The cause of the peculiar suffering Nathan shows was visible, even if indirectly, in volume 1. Judging from how his symptoms improve after he takes some aspirin, and from how his veins stand out and his pupils dilate, should I say something like slight 'epilepsy' symptoms are visible? The broad knowledge, fluent way of speaking, and witty sense he shows are indeed presented as things for Stingo to model himself on, but both the narrator and I, whenever we just see Nathan returning to a state of madness, felt so dreadfully bewildered that it was awkward to keep reading. Seeing him being excessively aggressive and pouring out barbed words at anyone, there's something wrong with him too. It's just that I don't know it yet.
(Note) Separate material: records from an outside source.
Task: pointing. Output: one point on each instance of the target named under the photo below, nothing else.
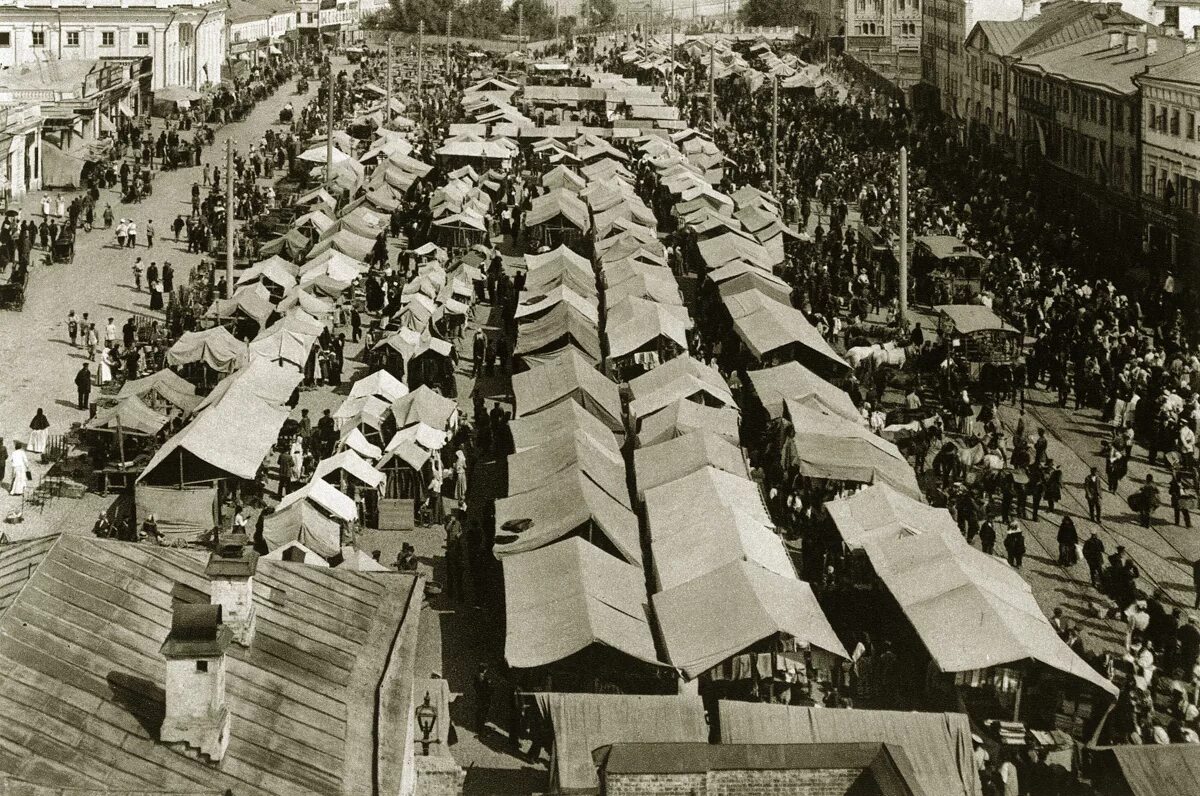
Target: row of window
(71, 39)
(1171, 121)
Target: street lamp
(426, 718)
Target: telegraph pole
(712, 88)
(387, 107)
(329, 126)
(904, 238)
(229, 217)
(774, 137)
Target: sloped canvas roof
(687, 501)
(568, 596)
(531, 468)
(755, 604)
(879, 512)
(168, 385)
(828, 446)
(675, 459)
(765, 325)
(382, 384)
(568, 417)
(937, 744)
(568, 377)
(971, 610)
(583, 723)
(354, 465)
(687, 416)
(561, 507)
(793, 381)
(215, 347)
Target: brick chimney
(231, 572)
(197, 720)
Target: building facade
(184, 39)
(1080, 120)
(885, 37)
(943, 65)
(994, 47)
(1170, 161)
(21, 149)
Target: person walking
(83, 385)
(1093, 554)
(1014, 545)
(1092, 492)
(1068, 537)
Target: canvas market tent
(971, 610)
(583, 723)
(880, 512)
(756, 604)
(675, 459)
(684, 416)
(569, 504)
(563, 418)
(827, 446)
(569, 596)
(793, 381)
(569, 377)
(767, 328)
(937, 744)
(215, 347)
(531, 468)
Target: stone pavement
(39, 360)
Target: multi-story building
(1079, 120)
(184, 39)
(21, 148)
(945, 27)
(1170, 160)
(993, 47)
(885, 37)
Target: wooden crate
(397, 514)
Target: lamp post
(426, 719)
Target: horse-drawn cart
(12, 292)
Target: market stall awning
(569, 596)
(755, 604)
(971, 610)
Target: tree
(601, 13)
(774, 12)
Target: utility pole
(904, 238)
(387, 106)
(774, 137)
(420, 59)
(229, 217)
(712, 89)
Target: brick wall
(816, 782)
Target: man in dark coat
(83, 384)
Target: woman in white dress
(105, 371)
(39, 432)
(18, 465)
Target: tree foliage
(774, 12)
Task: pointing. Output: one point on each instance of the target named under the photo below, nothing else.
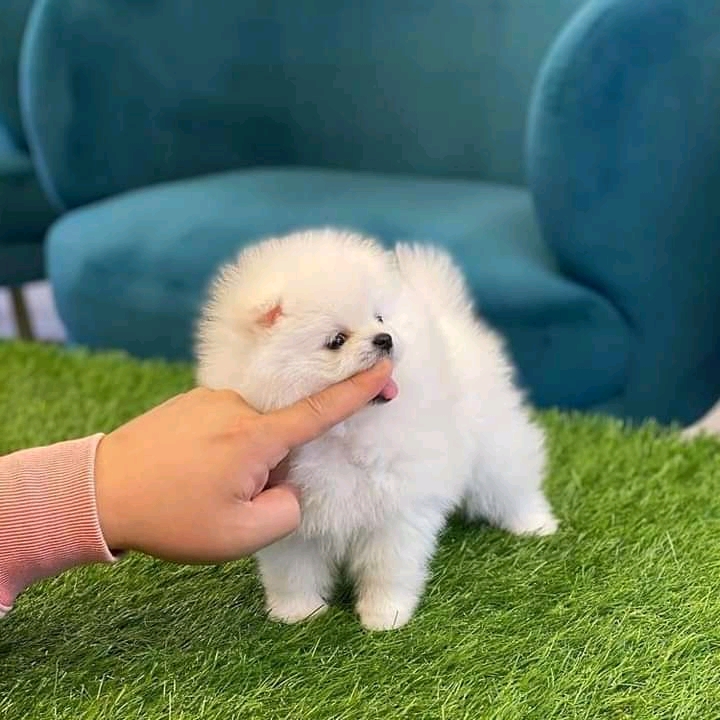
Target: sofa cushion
(130, 272)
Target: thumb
(311, 417)
(269, 517)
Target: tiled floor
(43, 315)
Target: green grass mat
(618, 616)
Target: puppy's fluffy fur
(377, 489)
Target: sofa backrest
(13, 17)
(122, 93)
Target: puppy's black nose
(383, 341)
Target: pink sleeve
(48, 516)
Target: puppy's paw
(539, 522)
(294, 608)
(384, 612)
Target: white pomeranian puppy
(450, 431)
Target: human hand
(188, 480)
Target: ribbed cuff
(48, 514)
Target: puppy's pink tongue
(389, 390)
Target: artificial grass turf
(617, 616)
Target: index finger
(309, 418)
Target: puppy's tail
(434, 275)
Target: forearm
(48, 514)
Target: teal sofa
(25, 213)
(566, 152)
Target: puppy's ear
(265, 316)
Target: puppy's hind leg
(506, 488)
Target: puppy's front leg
(389, 566)
(297, 577)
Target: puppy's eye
(337, 342)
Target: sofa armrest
(623, 153)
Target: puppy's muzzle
(383, 342)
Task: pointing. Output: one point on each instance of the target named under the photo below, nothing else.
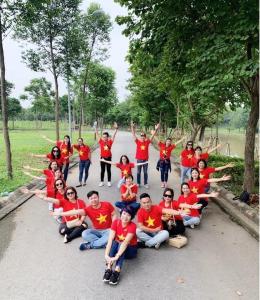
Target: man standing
(142, 153)
(149, 218)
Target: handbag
(178, 242)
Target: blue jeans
(188, 220)
(83, 165)
(185, 171)
(130, 252)
(96, 237)
(151, 239)
(139, 169)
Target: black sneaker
(107, 275)
(114, 278)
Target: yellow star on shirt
(194, 190)
(101, 219)
(150, 222)
(121, 237)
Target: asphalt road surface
(219, 262)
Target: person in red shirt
(66, 152)
(205, 171)
(72, 226)
(190, 205)
(84, 160)
(164, 162)
(150, 230)
(142, 153)
(105, 144)
(121, 245)
(186, 160)
(125, 166)
(198, 185)
(101, 214)
(128, 194)
(173, 224)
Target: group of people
(121, 236)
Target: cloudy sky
(20, 75)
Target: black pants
(178, 228)
(105, 166)
(204, 204)
(72, 233)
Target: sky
(20, 75)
I haven't yet mentioned the third impressive feature, which is precisely 'sex.' In my opinion too, words like XXX in English feel as if they stick to the mouth better and express the appropriate 'nuance.' Whenever the fantasies and bad memories Stingo has came up, this topic always came out of him. But then Leslie appeared to such a Stingo; however, she was a woman who had a mental 'defect' such that, though she 'talked' that way, she couldn't actually do so, and so his and her wish didn't come true, and Stingo, still looking at Sophie, often spins 'fantasies' about having a relationship with her, imagining her chest line, waist, and hips. Only, because the two have reached a 'friend' relationship, it's recorded only that a relationship beyond 'friend' was still impossible to establish, but somehow I can't quite imagine how it will turn out by volume 2. Since he's come to know Sophie's trauma, in a sense a fate seems to await in which there's no choice but to remain only as 'friends,' so won't it end up laying out only very pitiful stories for 'Stingo'.......

I read volume 1 in a single day, and it's sad that stories about 'wounds' keep coming up frequently in this book. Only, it's that, because it feels like I'm seeing the attitude Yoon-a usually takes toward things that could be called bad memories, a few things came up that I want to ask her directly. Not directly asking about past stories, but about whether the reason she doesn't talk about the past is for such-and-such reasons.